The Phylaks fight has all of these things! Being whaled on by bug morons while Phylaks snipes you from afar is not fun. Thankfully, her aim is terrible, but it’s still a distinctly frustrating core loop. The first time I fought her, I defeated her first phase with only a sliver of health left, and then the ground beneath my feet disappeared (something that happens at the end of each phase, but how was I to know?) and I fell into electrocuted fog or some shit and immediately died. That is the definition of a cheap death. The fight has no checkpoints, so I had to start all over again — even though I had done everything needed to succeed up to that point.

Listen, I’m all for some difficulty. On my fourth attempt with a power level that was slightly beneath what the game recommended, I nearly beat Phylaks’ final stage. But the basic rhythm of the fight is so irritating that when I died that time, I rage-quit and decided to go grind for better gear so as to increase my own margin for error. Tonight, I’m going bug hunting.
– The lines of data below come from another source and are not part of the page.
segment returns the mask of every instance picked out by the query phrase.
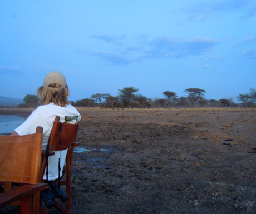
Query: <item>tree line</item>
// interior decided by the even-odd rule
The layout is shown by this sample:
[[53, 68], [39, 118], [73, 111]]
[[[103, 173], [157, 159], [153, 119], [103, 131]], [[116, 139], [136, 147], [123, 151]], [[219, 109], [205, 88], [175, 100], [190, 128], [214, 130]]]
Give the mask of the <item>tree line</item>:
[[[164, 98], [152, 99], [138, 93], [139, 89], [133, 87], [119, 89], [117, 96], [109, 93], [96, 93], [76, 102], [71, 101], [72, 105], [78, 107], [100, 107], [103, 108], [170, 108], [206, 107], [255, 107], [256, 89], [251, 88], [247, 94], [239, 94], [237, 97], [241, 103], [235, 103], [231, 99], [219, 100], [206, 99], [206, 91], [197, 88], [185, 89], [186, 97], [178, 97], [176, 93], [166, 91], [163, 92]], [[23, 98], [24, 103], [17, 106], [18, 108], [36, 107], [39, 105], [40, 98], [36, 95], [27, 94]]]

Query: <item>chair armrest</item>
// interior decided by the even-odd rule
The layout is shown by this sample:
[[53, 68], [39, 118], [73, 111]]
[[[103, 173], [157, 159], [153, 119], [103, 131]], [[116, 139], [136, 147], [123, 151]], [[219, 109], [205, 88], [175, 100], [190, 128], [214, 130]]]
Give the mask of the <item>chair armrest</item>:
[[48, 187], [47, 183], [26, 185], [0, 194], [0, 208]]
[[72, 143], [72, 145], [73, 146], [79, 146], [80, 143]]
[[[42, 150], [42, 155], [45, 155], [46, 153], [46, 150]], [[55, 153], [53, 151], [49, 151], [49, 156], [52, 156]]]

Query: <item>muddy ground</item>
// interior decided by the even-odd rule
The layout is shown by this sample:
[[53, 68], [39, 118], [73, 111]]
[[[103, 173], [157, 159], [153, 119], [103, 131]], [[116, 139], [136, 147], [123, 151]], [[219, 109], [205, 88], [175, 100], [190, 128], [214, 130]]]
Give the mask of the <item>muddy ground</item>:
[[71, 213], [256, 213], [256, 112], [224, 108], [78, 108]]

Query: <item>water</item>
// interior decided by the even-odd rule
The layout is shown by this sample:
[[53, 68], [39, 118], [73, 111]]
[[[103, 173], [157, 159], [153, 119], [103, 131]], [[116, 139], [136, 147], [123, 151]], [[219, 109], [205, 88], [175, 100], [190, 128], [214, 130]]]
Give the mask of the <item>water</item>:
[[12, 133], [24, 120], [24, 118], [17, 115], [0, 115], [0, 135]]

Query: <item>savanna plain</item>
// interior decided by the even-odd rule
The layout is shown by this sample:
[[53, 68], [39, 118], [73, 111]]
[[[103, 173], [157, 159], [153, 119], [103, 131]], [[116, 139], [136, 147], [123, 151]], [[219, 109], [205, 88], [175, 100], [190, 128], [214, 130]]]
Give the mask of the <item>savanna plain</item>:
[[256, 213], [256, 109], [77, 109], [72, 213]]

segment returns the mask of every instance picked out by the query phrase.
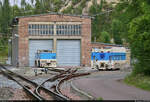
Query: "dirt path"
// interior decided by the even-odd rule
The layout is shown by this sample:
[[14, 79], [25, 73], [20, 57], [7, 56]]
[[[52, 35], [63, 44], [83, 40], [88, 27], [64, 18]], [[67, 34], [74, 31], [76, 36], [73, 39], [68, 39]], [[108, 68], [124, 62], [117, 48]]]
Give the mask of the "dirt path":
[[125, 74], [104, 73], [106, 74], [77, 79], [73, 84], [96, 98], [102, 97], [103, 100], [150, 100], [150, 92], [118, 81]]

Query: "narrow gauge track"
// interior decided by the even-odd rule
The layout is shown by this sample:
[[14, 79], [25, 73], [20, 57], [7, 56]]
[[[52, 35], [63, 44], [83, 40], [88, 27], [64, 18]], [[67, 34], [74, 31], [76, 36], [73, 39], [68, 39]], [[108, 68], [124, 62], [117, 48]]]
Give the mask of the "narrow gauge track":
[[[43, 87], [42, 85], [39, 86], [37, 83], [8, 70], [6, 67], [4, 67], [1, 64], [0, 64], [0, 70], [8, 78], [14, 80], [20, 86], [22, 86], [23, 89], [26, 92], [28, 92], [36, 100], [40, 100], [40, 101], [41, 100], [68, 100], [68, 98], [64, 97], [63, 95], [55, 93], [55, 92]], [[40, 88], [40, 91], [36, 91], [36, 88], [38, 88], [38, 89]], [[42, 95], [41, 95], [41, 93], [42, 93]]]
[[72, 79], [74, 77], [80, 77], [80, 76], [85, 76], [85, 75], [89, 75], [90, 73], [76, 73], [77, 72], [77, 69], [75, 70], [67, 70], [65, 72], [61, 72], [60, 74], [58, 75], [55, 75], [54, 77], [52, 78], [49, 78], [47, 79], [46, 81], [44, 81], [43, 83], [41, 83], [39, 85], [39, 87], [36, 88], [36, 91], [38, 92], [39, 91], [39, 88], [40, 86], [44, 85], [46, 82], [55, 82], [51, 87], [50, 89], [54, 89], [54, 91], [56, 91], [58, 94], [62, 95], [63, 97], [66, 97], [67, 99], [71, 100], [70, 97], [66, 96], [66, 95], [63, 95], [63, 93], [61, 92], [61, 84], [64, 82], [64, 81], [67, 81], [69, 79]]

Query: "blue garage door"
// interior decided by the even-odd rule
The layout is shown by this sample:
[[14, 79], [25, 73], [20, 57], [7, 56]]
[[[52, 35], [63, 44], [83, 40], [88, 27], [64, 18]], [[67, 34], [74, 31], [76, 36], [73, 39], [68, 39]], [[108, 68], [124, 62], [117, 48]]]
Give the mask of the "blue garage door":
[[52, 40], [29, 40], [29, 66], [35, 66], [37, 50], [52, 50]]
[[58, 66], [80, 66], [80, 40], [57, 40]]

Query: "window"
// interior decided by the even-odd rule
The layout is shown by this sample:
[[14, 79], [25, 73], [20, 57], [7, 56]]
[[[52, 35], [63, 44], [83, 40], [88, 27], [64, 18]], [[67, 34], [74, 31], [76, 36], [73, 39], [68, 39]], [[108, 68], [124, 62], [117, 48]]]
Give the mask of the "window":
[[54, 25], [52, 24], [29, 24], [28, 32], [30, 35], [53, 35]]
[[56, 25], [57, 35], [81, 35], [81, 25], [58, 24]]

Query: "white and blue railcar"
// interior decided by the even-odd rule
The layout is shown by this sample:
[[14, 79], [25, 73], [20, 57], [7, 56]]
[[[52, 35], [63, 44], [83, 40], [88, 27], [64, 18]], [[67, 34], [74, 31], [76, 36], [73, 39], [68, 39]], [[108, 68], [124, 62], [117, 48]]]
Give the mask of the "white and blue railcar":
[[91, 53], [91, 67], [97, 69], [115, 69], [126, 61], [126, 48], [105, 47], [93, 48]]

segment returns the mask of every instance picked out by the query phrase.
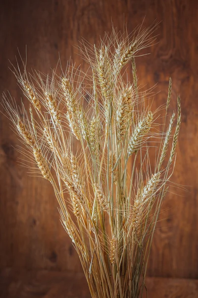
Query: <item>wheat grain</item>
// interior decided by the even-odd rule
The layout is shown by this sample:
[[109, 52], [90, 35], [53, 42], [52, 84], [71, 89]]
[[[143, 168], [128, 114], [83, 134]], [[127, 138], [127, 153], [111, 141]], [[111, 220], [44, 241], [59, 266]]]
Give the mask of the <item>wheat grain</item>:
[[136, 152], [141, 145], [143, 137], [147, 134], [150, 128], [153, 116], [151, 112], [149, 111], [147, 116], [139, 121], [134, 129], [128, 148], [128, 156]]
[[43, 176], [45, 179], [51, 181], [51, 177], [50, 173], [46, 161], [43, 156], [40, 148], [37, 147], [34, 148], [33, 154], [38, 166], [39, 167]]
[[39, 112], [41, 111], [41, 105], [38, 97], [36, 96], [35, 92], [33, 91], [31, 86], [28, 82], [24, 80], [23, 82], [23, 86], [25, 90], [26, 91], [28, 97], [32, 102], [32, 104]]
[[46, 101], [52, 118], [57, 125], [60, 125], [60, 113], [57, 106], [56, 101], [54, 95], [49, 92], [46, 93]]
[[120, 141], [125, 133], [129, 117], [131, 116], [132, 86], [130, 86], [122, 94], [118, 103], [116, 111], [117, 137]]
[[93, 187], [95, 192], [96, 196], [98, 199], [98, 201], [99, 205], [101, 206], [102, 209], [107, 211], [108, 210], [108, 206], [106, 203], [106, 198], [104, 197], [104, 195], [102, 189], [96, 183], [94, 184]]
[[177, 120], [177, 125], [175, 129], [175, 132], [173, 136], [173, 140], [172, 144], [172, 148], [170, 154], [169, 158], [169, 164], [172, 163], [174, 156], [175, 154], [175, 151], [176, 149], [176, 145], [177, 143], [179, 133], [180, 129], [181, 124], [182, 122], [181, 113], [181, 104], [180, 104], [180, 97], [179, 96], [177, 98], [177, 105], [178, 105], [178, 115]]

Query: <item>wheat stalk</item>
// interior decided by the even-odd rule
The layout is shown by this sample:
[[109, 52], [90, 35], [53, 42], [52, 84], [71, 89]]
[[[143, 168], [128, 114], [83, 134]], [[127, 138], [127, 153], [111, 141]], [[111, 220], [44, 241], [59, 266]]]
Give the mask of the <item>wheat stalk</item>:
[[[54, 72], [51, 77], [36, 73], [33, 84], [26, 69], [21, 74], [15, 69], [32, 109], [3, 96], [26, 147], [23, 155], [29, 158], [27, 150], [32, 152], [38, 171], [53, 187], [93, 298], [142, 297], [149, 248], [172, 174], [180, 97], [169, 152], [175, 113], [166, 131], [156, 120], [164, 106], [152, 110], [136, 71], [136, 54], [150, 44], [156, 27], [140, 27], [131, 35], [113, 28], [93, 49], [83, 41], [81, 51], [91, 67], [86, 73], [72, 65], [58, 79]], [[132, 73], [128, 69], [126, 75], [122, 69], [130, 61]], [[170, 79], [165, 120], [171, 86]]]

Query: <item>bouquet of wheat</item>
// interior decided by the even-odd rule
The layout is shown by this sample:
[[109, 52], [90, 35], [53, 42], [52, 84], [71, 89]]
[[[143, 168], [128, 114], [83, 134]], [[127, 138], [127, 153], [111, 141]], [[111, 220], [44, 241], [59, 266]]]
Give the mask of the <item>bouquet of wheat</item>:
[[153, 41], [156, 27], [136, 28], [131, 35], [113, 28], [98, 47], [83, 41], [81, 52], [90, 66], [86, 73], [72, 63], [60, 76], [55, 72], [28, 74], [25, 65], [22, 72], [15, 68], [29, 111], [3, 96], [26, 147], [23, 154], [28, 160], [30, 150], [37, 165], [32, 171], [53, 187], [62, 224], [95, 298], [142, 296], [153, 232], [174, 168], [179, 97], [177, 117], [173, 113], [166, 128], [171, 80], [166, 104], [154, 111], [150, 91], [138, 84], [135, 58]]

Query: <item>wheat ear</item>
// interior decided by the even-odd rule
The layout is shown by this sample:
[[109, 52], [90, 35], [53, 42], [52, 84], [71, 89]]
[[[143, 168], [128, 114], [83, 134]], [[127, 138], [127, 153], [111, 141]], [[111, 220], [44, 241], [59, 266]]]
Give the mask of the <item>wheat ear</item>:
[[181, 104], [180, 104], [180, 97], [178, 96], [177, 97], [177, 106], [178, 106], [178, 115], [177, 120], [177, 125], [175, 129], [175, 132], [173, 136], [173, 142], [172, 144], [172, 148], [170, 151], [170, 158], [169, 163], [169, 164], [172, 163], [174, 156], [175, 154], [175, 151], [176, 149], [176, 145], [178, 140], [179, 133], [180, 129], [180, 126], [182, 122], [181, 113]]
[[22, 86], [28, 95], [28, 98], [33, 105], [34, 107], [39, 112], [41, 111], [41, 105], [38, 97], [35, 92], [33, 91], [32, 87], [29, 83], [24, 80], [23, 81]]
[[119, 98], [116, 111], [117, 137], [120, 141], [126, 133], [127, 120], [131, 116], [132, 86], [130, 86]]
[[128, 155], [130, 156], [136, 152], [141, 144], [142, 138], [150, 130], [151, 124], [153, 118], [153, 114], [149, 111], [147, 116], [138, 123], [135, 127], [134, 133], [132, 135], [129, 143], [128, 148]]

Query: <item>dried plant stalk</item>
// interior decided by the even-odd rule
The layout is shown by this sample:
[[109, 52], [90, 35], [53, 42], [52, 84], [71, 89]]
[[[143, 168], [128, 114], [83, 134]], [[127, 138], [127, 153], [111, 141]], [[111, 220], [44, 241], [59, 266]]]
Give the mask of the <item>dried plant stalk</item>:
[[[59, 79], [54, 73], [51, 78], [33, 74], [34, 84], [26, 70], [15, 69], [32, 105], [30, 114], [25, 105], [20, 108], [3, 96], [33, 162], [53, 186], [93, 298], [142, 297], [149, 248], [172, 174], [180, 98], [172, 137], [175, 113], [164, 132], [165, 123], [156, 121], [162, 109], [151, 111], [136, 72], [136, 54], [150, 45], [157, 26], [138, 28], [132, 36], [113, 28], [92, 49], [83, 41], [92, 76], [72, 65]], [[132, 73], [127, 76], [122, 69], [129, 62]], [[165, 119], [171, 86], [170, 79]]]

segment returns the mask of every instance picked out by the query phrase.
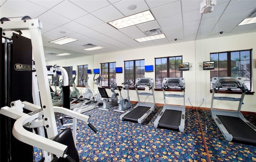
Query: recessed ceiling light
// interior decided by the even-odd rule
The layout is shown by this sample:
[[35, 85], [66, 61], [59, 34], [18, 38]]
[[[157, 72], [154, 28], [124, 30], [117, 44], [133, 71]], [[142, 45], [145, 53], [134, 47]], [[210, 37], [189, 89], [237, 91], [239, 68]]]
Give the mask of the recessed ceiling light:
[[67, 56], [68, 55], [72, 55], [72, 54], [71, 53], [63, 53], [58, 54], [56, 55], [59, 56]]
[[50, 43], [62, 45], [63, 44], [66, 44], [68, 43], [76, 41], [77, 40], [74, 39], [68, 38], [68, 37], [64, 37], [59, 38], [58, 39], [51, 41]]
[[241, 25], [250, 24], [251, 24], [256, 23], [256, 17], [247, 18], [244, 19], [244, 20], [238, 24], [238, 26]]
[[94, 51], [96, 50], [104, 49], [104, 48], [105, 48], [104, 47], [100, 47], [100, 46], [96, 46], [94, 47], [92, 47], [91, 48], [86, 48], [85, 49], [84, 49], [83, 50], [85, 50], [86, 51]]
[[142, 41], [148, 41], [150, 40], [158, 40], [159, 39], [166, 38], [166, 37], [164, 34], [156, 35], [155, 36], [150, 36], [149, 37], [141, 38], [140, 38], [134, 39], [136, 41], [138, 42]]
[[238, 26], [254, 23], [256, 23], [256, 8], [254, 8], [240, 24], [238, 24]]
[[130, 5], [128, 6], [127, 7], [127, 9], [130, 10], [133, 10], [137, 8], [137, 6], [135, 4], [131, 4]]
[[138, 24], [156, 20], [150, 10], [148, 10], [116, 20], [109, 22], [109, 24], [117, 29]]

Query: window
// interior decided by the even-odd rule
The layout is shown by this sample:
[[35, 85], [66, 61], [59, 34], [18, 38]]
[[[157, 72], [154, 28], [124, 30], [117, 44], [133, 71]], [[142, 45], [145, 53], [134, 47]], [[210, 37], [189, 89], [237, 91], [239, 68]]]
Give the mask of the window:
[[182, 62], [182, 56], [155, 58], [156, 88], [161, 88], [165, 77], [182, 77], [182, 71], [179, 70], [179, 63]]
[[[67, 73], [68, 73], [68, 81], [70, 81], [71, 79], [73, 78], [73, 75], [72, 75], [72, 70], [73, 70], [73, 67], [72, 66], [67, 66], [66, 67], [63, 67], [67, 71]], [[61, 82], [62, 81], [60, 81]], [[70, 82], [69, 82], [69, 84], [70, 85], [72, 85], [72, 84], [70, 84]]]
[[145, 75], [145, 60], [143, 59], [124, 61], [124, 80], [136, 81], [138, 78]]
[[210, 70], [211, 89], [213, 77], [240, 77], [251, 90], [252, 50], [210, 53], [210, 61], [214, 61], [214, 69]]
[[84, 85], [81, 81], [83, 79], [85, 79], [88, 76], [87, 70], [88, 69], [88, 65], [83, 65], [77, 66], [77, 81], [78, 85]]
[[110, 83], [116, 83], [116, 62], [100, 64], [102, 87], [108, 87]]

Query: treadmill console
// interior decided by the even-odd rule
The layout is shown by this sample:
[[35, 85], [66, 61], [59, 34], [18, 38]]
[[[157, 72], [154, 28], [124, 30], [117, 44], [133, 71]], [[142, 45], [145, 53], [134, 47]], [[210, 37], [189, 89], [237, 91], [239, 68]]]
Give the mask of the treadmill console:
[[236, 89], [245, 88], [248, 89], [244, 85], [244, 81], [242, 77], [214, 77], [212, 79], [212, 88]]
[[136, 80], [134, 87], [138, 86], [149, 87], [152, 87], [154, 86], [154, 79], [150, 78], [138, 78]]
[[164, 78], [163, 80], [162, 89], [171, 89], [180, 87], [185, 88], [185, 79], [182, 77]]

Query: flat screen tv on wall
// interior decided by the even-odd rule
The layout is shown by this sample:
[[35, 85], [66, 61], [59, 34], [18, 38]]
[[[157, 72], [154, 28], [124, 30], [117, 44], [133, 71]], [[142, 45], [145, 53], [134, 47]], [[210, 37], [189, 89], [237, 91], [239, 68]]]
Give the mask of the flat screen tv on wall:
[[179, 69], [181, 71], [189, 70], [189, 63], [179, 63]]
[[99, 74], [100, 73], [100, 69], [93, 69], [94, 74]]
[[204, 70], [211, 70], [214, 69], [214, 61], [204, 61], [203, 62]]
My Guy Looks Like A Trash Can

Look at this scrub in his noob armour:

He is trying, and he should be commended for that. But also, feel free to bully him. You have my full permission.

I Miss Nathan Fillion

I didn’t expect to find myself writing this, given that when I was playing the Red War campaign, I wasn’t really a fan of the Whedon-style quip humour that Fillion’s character, Cayde-6, brought to the table. It felt like quirk for quirk’s sake, the sort of thing that Avengers movies and their monolithic cultural impact, among other things, have soured me on.

But Cayde-6 brought an undeniable charisma to the Red War’s missions that just isn’t present in what I’ve played of Beyond Light so far. Maybe that will change. Kotaku’s Ash Parrish keeps excitedly yelling in Slack about somebody named Shaw Han (her exact words were “YOU STUPID HIMBO SONOFABITCH HOW DARE YOU”), so I’m hopeful. But in the meantime, it would be neat to interact with some characters who can make me interested on their own merits, rather than nostalgic appeal that I have no connection to.